Languages other than en-US or Latin
I've found that Beaumont is usable with Japanese in unicode but there are some annoying problems. In the order of technical complexity (in my guess), they are:
1. URL links look strange. It will look like:
http://xxx.com/page.php?tag=----
This is not very good. I don't mind having to enter English title to use for URL, if necessary...
2. Files with name in Japanese get broken filenames. In many cases the Japanese part just gets removed and sometimes I get names like .jpg, that's right, filenames in Japanese still use .jpg extension for JPEG files. (Did you know that?)
3. Tags. Tags are comma- or space-separated so it should be relatively easy but Japanese phrases are all but ignored.
4. Search. I bet this is a bit tricky because word boundaries are not obvious, but it would be very nice to be able to use search in multiple languages.
1. URL links look strange. It will look like:
http://xxx.com/page.php?tag=----
This is not very good. I don't mind having to enter English title to use for URL, if necessary...
2. Files with name in Japanese get broken filenames. In many cases the Japanese part just gets removed and sometimes I get names like .jpg, that's right, filenames in Japanese still use .jpg extension for JPEG files. (Did you know that?)
3. Tags. Tags are comma- or space-separated so it should be relatively easy but Japanese phrases are all but ignored.
4. Search. I bet this is a bit tricky because word boundaries are not obvious, but it would be very nice to be able to use search in multiple languages.
If you turn on URL rewriting (and install the supplied .htaccess file), URLs will be generated as /p/tag
Yes, I used URL rewriting initially as it is recommended in the siteframe.ini, but I realized that the edit page gets confused, probably because my page titles often used all-Japanese phrases and the page names are -, --, ---, ----, etc.

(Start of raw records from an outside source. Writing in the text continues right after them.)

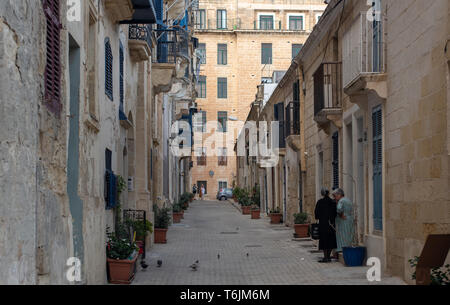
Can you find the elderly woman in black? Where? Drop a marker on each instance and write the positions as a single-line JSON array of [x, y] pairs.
[[325, 212]]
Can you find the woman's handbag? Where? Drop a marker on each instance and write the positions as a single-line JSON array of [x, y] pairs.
[[315, 231]]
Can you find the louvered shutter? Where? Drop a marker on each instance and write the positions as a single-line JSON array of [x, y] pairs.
[[121, 70], [108, 70], [377, 160], [53, 65], [335, 162]]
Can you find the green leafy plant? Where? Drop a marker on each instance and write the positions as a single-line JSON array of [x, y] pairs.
[[162, 217], [119, 246], [177, 208], [140, 227], [300, 218], [275, 210], [439, 276]]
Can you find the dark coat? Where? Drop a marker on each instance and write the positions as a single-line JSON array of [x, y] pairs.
[[325, 212]]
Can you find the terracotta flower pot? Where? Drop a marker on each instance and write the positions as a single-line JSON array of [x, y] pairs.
[[301, 230], [121, 271], [275, 218], [256, 214], [177, 217], [246, 210], [160, 236]]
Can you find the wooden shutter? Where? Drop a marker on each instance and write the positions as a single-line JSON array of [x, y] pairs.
[[108, 70], [53, 65], [335, 162], [121, 70], [377, 160]]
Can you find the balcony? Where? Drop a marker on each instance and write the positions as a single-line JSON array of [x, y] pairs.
[[164, 63], [132, 11], [328, 94], [293, 125], [364, 59], [140, 42]]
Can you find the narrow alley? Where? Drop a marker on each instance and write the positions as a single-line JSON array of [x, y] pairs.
[[212, 228]]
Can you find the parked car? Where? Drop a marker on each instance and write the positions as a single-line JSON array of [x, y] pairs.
[[224, 194]]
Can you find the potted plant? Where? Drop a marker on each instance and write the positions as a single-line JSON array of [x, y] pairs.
[[184, 200], [162, 219], [301, 225], [177, 213], [275, 216], [121, 253], [141, 228]]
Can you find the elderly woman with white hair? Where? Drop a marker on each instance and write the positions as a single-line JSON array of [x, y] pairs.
[[325, 213], [344, 220]]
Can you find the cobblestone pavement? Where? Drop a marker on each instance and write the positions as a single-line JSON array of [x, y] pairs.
[[210, 228]]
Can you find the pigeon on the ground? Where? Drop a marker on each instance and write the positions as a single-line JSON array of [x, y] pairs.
[[194, 267], [143, 264]]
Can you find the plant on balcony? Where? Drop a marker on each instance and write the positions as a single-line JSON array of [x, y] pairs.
[[177, 212], [162, 219], [301, 225], [275, 215], [121, 253]]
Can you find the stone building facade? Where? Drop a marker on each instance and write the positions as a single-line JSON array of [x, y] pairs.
[[374, 102], [243, 43], [86, 110]]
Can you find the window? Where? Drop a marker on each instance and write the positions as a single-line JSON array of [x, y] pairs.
[[335, 163], [121, 70], [222, 157], [91, 62], [266, 53], [222, 87], [221, 54], [221, 19], [200, 121], [266, 22], [201, 52], [53, 65], [200, 19], [108, 70], [266, 80], [296, 49], [377, 161], [295, 22], [222, 121], [318, 17], [201, 86], [201, 156]]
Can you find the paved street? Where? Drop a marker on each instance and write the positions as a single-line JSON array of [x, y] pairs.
[[210, 228]]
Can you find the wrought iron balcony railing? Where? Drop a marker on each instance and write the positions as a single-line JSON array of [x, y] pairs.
[[140, 32], [327, 87], [363, 49], [293, 118], [166, 48]]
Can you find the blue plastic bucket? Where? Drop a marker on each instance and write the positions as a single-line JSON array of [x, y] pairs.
[[354, 256]]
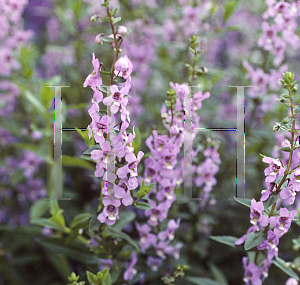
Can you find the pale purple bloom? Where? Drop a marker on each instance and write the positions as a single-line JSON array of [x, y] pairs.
[[283, 222], [123, 67], [94, 79], [274, 171], [130, 272], [252, 273], [131, 167], [110, 212], [154, 263], [256, 215]]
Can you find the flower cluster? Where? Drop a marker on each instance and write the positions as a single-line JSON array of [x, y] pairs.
[[166, 170], [268, 223], [113, 150]]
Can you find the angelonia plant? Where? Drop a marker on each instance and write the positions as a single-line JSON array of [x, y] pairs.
[[270, 220]]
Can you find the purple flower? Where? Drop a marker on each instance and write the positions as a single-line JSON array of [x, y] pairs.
[[252, 273], [130, 272], [160, 248], [122, 190], [295, 179], [274, 171], [174, 250], [146, 238], [157, 213], [116, 98], [243, 238], [131, 167], [169, 232], [154, 263], [291, 281], [123, 66], [288, 193], [283, 222], [256, 213], [94, 79]]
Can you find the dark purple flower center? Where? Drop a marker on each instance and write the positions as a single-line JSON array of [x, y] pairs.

I would greatly appreciate some minimal level of nonenglish support in the future versions...
2) yes, it attempts to replace all non-ASCII characters with "-".
3) Hm, I'm just using the PHP split() function, so maybe that's not multi-language aware.
4) Yeah, at this time, the search table is defined as UTF-8, and it uses MySQL's text search function. I don't know what it would take to get it to work with Japanese.
The lead text followed by a ... is not very predictable if the text is in Japanese. Sometimes the last character gets broken. More often, there is no text and just ... is given to the summary. Is this easy to fix?